/** headlines: 114.0 **/
** Topic: Meeting Focuses on Immigrant Rights **
** Written 9:48 PM Dec 15, 1996 by newsdesk in cdp:headlines **
/* Written 12:09 AM Dec 12, 1996 by ww@wwpublish.com in justice.usa */
/* ---------- "Meeting Focuses on Immigrant Rights" ---------- */
From: NY Transfer News Collective <nyt@blythe.org>
Via Workers World News Service
Reprinted from the Dec. 19, 1996 issue of Workers World newspaper
Los Angeles "When the law takes effect April 1, 1997, 90 percent of legal immigration will be cut from Mexico. The law doesn't say it's targeted against Mexico, but in reality it will impact on Mexico and no other country."
This is how immigrant-rights lawyer Peter Schey outlined the critical situation facing millions of Mexican and other immigrants since President Bill Clinton signed the anti-immigrant law in September.
Schey gave the keynote speech at the Western Regional Conference of La Coordinadora '96 and the organization Pro- Uno, which took place the weekend of Dec. 7-8 here in Los Angeles. The groups met to form a program and action plan in the aftermath of the historic Oct. 12 Latino and Immigrants' Rights march on Washington.
Schey explained that the law was written to close off Mexican legal immigration.
"Historically," he said, "Mexicans often wait in the U.S. for their visas to be approved. Now, if you wait here for one year, you will be deported and ineligible to immigrate for 10 years.
"No other immigrants from other countries are in a position to wait in the U.S. pending approval.
"For the first time in 60 years there is a law seeking to close legal immigration from Mexico. What we will see is an exploding population of exploitable labor, ineligible for health care or education--a population that will be driven deeper and deeper underground. And the politicians know that very well."
The conference featured workshops focusing on La Coordinadora's seven demands: human and constitutional rights for all; equal opportunity and affirmative action; free public education for all; expansion of health services; citizen police-review boards; labor law reform and a $7 minimum wage; citizenship now and amnesty.
Participants, who were mainly Latino, agreed that there is lack of awareness about the new law's impact on Latino immigrants. The goal was to begin that process of community education--and most of all, to mobilize the people in their own defense.
In the citizenship and amnesty workshop, Salvadoran leader Angela Sambrano talked about the "ABC" immigrants, the most urgent class of immigrants. They are over 300,000 Latinos who qualified for legal residency under the 1986 immigration law's federal amnesty program.

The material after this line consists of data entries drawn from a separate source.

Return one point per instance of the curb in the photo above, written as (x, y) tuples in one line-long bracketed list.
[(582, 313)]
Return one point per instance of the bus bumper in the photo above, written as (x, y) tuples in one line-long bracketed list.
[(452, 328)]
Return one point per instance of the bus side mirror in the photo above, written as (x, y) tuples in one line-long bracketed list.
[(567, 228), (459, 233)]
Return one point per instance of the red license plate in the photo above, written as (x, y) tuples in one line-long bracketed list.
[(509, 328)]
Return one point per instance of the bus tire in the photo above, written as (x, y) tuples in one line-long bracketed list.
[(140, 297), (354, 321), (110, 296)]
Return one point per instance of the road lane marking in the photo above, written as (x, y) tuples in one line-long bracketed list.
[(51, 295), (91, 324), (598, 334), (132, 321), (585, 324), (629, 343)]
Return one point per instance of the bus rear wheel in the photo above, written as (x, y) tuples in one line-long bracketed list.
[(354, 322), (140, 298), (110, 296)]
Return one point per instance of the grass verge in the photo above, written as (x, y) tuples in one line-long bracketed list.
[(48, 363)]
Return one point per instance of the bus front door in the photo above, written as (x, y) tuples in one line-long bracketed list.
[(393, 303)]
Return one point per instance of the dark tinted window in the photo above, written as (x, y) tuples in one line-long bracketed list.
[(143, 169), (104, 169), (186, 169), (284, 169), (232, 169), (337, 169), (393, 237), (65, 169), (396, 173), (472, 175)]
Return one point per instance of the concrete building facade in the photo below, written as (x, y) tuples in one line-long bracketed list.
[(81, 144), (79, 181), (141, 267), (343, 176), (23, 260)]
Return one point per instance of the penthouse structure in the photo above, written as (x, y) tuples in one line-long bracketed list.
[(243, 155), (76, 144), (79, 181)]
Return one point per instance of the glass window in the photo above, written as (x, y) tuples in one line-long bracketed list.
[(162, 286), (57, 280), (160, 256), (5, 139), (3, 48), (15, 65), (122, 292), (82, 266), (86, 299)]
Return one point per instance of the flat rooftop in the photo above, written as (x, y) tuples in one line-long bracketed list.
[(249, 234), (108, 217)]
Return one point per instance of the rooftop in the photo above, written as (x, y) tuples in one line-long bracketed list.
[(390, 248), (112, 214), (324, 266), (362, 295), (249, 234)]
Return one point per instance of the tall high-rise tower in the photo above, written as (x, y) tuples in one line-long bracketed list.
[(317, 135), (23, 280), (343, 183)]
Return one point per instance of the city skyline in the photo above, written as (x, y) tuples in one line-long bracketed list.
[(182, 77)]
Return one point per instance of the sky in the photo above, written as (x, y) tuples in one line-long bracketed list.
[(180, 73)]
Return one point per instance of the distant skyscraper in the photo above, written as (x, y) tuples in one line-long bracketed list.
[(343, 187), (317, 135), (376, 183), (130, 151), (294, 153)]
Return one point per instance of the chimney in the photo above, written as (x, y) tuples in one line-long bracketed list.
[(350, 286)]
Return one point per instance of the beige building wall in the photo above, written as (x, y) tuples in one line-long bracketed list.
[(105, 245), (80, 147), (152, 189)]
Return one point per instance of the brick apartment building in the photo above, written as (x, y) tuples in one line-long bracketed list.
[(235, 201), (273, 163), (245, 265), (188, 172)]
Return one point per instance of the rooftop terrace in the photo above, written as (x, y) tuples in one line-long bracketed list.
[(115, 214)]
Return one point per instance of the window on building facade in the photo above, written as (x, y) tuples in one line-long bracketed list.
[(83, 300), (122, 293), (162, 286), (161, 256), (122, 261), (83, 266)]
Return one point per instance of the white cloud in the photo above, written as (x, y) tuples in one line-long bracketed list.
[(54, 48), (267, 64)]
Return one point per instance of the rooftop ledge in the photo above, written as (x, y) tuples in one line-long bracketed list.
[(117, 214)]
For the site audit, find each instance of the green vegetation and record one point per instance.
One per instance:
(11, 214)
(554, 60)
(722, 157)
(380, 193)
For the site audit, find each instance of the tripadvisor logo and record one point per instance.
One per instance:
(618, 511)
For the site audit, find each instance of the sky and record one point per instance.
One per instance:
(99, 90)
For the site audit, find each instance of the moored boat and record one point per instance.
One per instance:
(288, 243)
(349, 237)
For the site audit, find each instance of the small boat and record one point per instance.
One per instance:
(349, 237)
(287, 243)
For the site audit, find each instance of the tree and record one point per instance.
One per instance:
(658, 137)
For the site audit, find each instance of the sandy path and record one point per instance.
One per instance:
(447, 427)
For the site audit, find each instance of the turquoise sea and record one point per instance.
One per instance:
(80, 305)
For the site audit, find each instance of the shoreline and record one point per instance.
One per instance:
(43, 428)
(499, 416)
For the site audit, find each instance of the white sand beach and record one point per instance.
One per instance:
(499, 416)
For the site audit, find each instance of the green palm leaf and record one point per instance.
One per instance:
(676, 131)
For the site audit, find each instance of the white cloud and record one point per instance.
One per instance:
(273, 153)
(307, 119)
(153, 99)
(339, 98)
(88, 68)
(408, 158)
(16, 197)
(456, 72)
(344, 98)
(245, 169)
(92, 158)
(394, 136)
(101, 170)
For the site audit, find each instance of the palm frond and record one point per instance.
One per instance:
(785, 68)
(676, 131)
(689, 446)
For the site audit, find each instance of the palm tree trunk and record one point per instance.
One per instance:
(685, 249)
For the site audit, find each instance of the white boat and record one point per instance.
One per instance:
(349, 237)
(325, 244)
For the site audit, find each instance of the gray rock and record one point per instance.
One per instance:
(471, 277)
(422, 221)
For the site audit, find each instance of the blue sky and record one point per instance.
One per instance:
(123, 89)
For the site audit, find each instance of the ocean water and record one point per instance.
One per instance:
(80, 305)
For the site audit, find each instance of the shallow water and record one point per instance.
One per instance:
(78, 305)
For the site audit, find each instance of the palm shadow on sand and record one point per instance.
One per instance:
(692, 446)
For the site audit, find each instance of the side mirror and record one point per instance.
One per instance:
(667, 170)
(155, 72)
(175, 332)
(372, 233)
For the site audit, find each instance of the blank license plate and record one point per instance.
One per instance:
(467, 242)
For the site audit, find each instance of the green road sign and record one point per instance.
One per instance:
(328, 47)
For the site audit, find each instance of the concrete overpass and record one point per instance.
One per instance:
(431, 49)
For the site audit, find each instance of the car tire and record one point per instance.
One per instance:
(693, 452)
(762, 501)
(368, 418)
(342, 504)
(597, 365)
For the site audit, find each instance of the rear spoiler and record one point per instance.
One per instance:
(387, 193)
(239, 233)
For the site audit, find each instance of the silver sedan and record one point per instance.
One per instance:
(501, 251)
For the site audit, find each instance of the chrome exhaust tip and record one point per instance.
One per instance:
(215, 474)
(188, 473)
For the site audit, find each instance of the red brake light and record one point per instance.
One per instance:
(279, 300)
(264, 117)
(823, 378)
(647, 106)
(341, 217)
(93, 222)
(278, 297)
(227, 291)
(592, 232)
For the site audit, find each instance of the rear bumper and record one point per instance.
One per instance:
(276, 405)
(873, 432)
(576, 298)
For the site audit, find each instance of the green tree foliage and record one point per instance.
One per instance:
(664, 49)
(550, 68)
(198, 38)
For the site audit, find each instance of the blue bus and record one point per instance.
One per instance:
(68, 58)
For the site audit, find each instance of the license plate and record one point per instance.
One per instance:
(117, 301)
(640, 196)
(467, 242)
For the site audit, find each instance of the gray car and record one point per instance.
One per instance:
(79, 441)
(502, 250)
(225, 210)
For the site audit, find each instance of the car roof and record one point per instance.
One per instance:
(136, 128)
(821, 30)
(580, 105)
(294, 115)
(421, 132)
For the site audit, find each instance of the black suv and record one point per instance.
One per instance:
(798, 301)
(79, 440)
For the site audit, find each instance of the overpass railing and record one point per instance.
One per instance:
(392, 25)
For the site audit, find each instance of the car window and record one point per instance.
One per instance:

The Immigration and Naturalization Service illegally turned down their applications in 1987. Their cases have since been pending in three federal class-action lawsuits.
When Clinton signed the new law, Congress immediately instructed the courts to drop the lawsuits as invalid.
Within weeks, Sambrano explained, the ABC--or "late amnesty"--immigrants are likely to be declared undocumented. They face immediate deportation.
Not only the 300,000, but their families--close to a million people--stand to lose.
"We must do everything possible to defend the late-amnesty immigrants," she said.
Carlota Botey, a member of Mexico's National Assembly and a progressive activist, talked about the economic realities that force Mexicans to leave their home. She said the money Mexicans send home to their families is now Mexico's second- biggest source of hard currency after oil.
"In Mexico, 58 million people live in poverty, out of 90 million. And it's worsening because of NAFTA.
"We can't enter the 21st century with the same miserable conditions that we came into the 20th with. It is necessary for us to join and resist."
Each workshop concluded with action proposals, presented by youth organizers in Pro-Uno.
In the "Justice without Brutality" workshop, Carlos de la Cruz of Citizens for Victims of Police Violence gave chilling testimony about his 21-year-old nephew, killed by Montebello police who shot him seven times.
Proposals included a memorial to the victims of police terror, community forums, elected civilian-review boards and people's tribunals.
Key to the action plan was a call for a mass mobilization in Washington in October 2000, and other events as developments in the immigration struggle unfold.
Coordinadora Director Pepe Medina said: "In the Oct. 12 march we saw banners of the whole world, the struggle of the poor, particularly of Latin America. It was independent of political institutions and think tanks, neither Democrat nor Republican. It was the people who are excluded from their platforms. ...
"We had our own platform with seven broad demands. We all agree that these are rights that every human being should have."